# Raising and lowering indices

I read multiple sources about raising and lowering indices and Einstein summary notation but am having problems doing it.

Here is an example. I am trying to derive Maxwell's inhomogeneous equations in the Minkowski vacuum $$$$\partial_\mu F^{\mu\nu} = 0$$$$ using the alternative form in curved space: $$$$\frac{1}{\sqrt{-g}}\partial_\mu\Bigg[(\sqrt{-g\,}g^{\mu\alpha}g^{\nu\beta}F_{\alpha\beta}\Bigg] = 0$$$$ Substituting $$g^{\phi\theta} = \eta^{\phi\theta} = \text{diag} (+,-,-,-)$$: $$$$\partial_\mu F_{\alpha\beta} = 0$$$$

What is the proper way to convert this to $$\partial_\mu F^{\mu\nu} = 0$$ or $$\partial_\alpha F^{\alpha\beta} = 0$$ or $$\partial_\lambda F^{\lambda\kappa} = 0$$? I keep getting a mess.

edit:

I am at a level of trying to make sure I am doing the mechanics properly. I think in the back of my mind I knew I could contract indices to get your alternative form. Here is my messy approach: $$$$\eta_{\mu\phi} \: \partial^\phi F_\alpha \, ^\rho \: \eta_{\beta\rho} = 0$$$$ $$$$\eta_{\mu\phi} \: \eta^{\phi\sigma} \: \partial_\sigma F_\alpha \, ^\rho \: \eta_{\beta\rho} = 0$$$$ $$$$\eta_{\mu\phi} \: \eta^{\phi\sigma} \: \partial_\sigma \: \eta_{\lambda\alpha} \: F^{\lambda\rho} \: \eta_{\beta\rho} = 0$$$$ Substituting $$\eta^{\phi\theta} = \text{diag} (+,-,-,-)$$: $$$$\partial_\sigma F^{\lambda\rho} = 0$$$$ Then I would keep raising and lowering and substituting until I get the preferred form, if ever. I assume I am missing the proper approach.

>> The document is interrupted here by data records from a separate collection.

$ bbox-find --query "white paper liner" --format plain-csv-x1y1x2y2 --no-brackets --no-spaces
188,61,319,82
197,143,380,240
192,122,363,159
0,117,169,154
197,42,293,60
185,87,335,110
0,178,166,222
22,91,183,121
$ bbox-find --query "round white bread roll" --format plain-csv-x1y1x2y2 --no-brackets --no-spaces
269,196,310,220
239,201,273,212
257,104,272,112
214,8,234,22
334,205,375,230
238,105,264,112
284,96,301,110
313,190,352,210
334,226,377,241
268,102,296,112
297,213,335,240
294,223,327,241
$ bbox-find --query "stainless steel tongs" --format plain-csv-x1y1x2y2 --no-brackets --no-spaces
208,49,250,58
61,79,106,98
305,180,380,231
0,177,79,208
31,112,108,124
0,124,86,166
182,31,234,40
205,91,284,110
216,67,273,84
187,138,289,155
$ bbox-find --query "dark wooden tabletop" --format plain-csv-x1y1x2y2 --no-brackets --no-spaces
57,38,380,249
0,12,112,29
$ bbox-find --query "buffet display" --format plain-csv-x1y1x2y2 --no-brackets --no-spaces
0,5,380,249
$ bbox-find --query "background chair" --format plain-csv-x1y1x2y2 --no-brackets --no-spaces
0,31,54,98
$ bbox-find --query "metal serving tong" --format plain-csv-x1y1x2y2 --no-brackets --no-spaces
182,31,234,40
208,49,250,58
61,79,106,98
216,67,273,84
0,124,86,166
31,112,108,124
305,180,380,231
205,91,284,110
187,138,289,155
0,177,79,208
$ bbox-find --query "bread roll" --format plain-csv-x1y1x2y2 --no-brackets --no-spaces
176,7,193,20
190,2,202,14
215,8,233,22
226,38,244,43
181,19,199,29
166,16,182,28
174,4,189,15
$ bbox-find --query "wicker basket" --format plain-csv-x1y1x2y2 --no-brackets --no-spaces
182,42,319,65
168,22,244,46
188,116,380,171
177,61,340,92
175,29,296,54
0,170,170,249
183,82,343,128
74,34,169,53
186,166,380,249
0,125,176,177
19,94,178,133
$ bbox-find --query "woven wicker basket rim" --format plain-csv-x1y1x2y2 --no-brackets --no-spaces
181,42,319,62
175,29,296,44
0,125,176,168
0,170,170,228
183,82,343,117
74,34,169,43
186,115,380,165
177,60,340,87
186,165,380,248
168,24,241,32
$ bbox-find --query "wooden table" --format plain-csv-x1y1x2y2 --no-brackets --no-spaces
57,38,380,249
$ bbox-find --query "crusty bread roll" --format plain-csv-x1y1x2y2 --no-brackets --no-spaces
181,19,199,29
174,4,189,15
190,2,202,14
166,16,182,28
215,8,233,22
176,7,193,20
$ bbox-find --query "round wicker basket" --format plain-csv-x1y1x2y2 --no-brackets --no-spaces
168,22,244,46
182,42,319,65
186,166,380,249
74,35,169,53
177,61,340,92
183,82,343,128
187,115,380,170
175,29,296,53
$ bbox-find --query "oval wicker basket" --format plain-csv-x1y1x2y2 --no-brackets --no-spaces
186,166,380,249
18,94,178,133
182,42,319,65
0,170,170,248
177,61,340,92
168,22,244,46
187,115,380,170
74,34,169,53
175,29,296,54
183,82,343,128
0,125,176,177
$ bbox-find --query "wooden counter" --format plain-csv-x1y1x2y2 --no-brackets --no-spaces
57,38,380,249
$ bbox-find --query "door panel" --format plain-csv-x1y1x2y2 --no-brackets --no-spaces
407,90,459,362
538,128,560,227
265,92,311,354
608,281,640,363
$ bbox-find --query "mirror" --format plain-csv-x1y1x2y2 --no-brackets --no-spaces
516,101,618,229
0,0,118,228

• How did you mange to lose the sums over $\mu$, $\alpha$ and $\beta$? Do you understand how $A_\mu \delta^\mu_\nu=A_\nu$? Nov 7, 2020 at 13:11

Multiplication by a $$g$$ tensor is what's usually meant by 'raising' or 'lowering' indices. Depending on how you structure your axioms, it is possible to take $$g^{\mu\alpha}F_{\alpha\beta} = F^\alpha_\beta$$ as a definition of what $$F$$ with an upper index means.
Generally, $$F$$ is defined as a covariant (bottom indices) tensor. This has various nice properties, chief among which being that it also makes $$F$$ a 2-form, which is a notion that is invariant under coordinate changes. The presence of a metric makes it possible to convert covariant objects to contravariant ones, so the top line could be equivalently written as
$$\frac{1}{\sqrt{-g}} \partial_\mu \left[\sqrt{-g} F^{\mu\nu} \right]$$ The only reason it is not written like that is to make the metric tensor dependence explicit, while leaving $$F_{\mu\nu}$$ in its 'natural' state.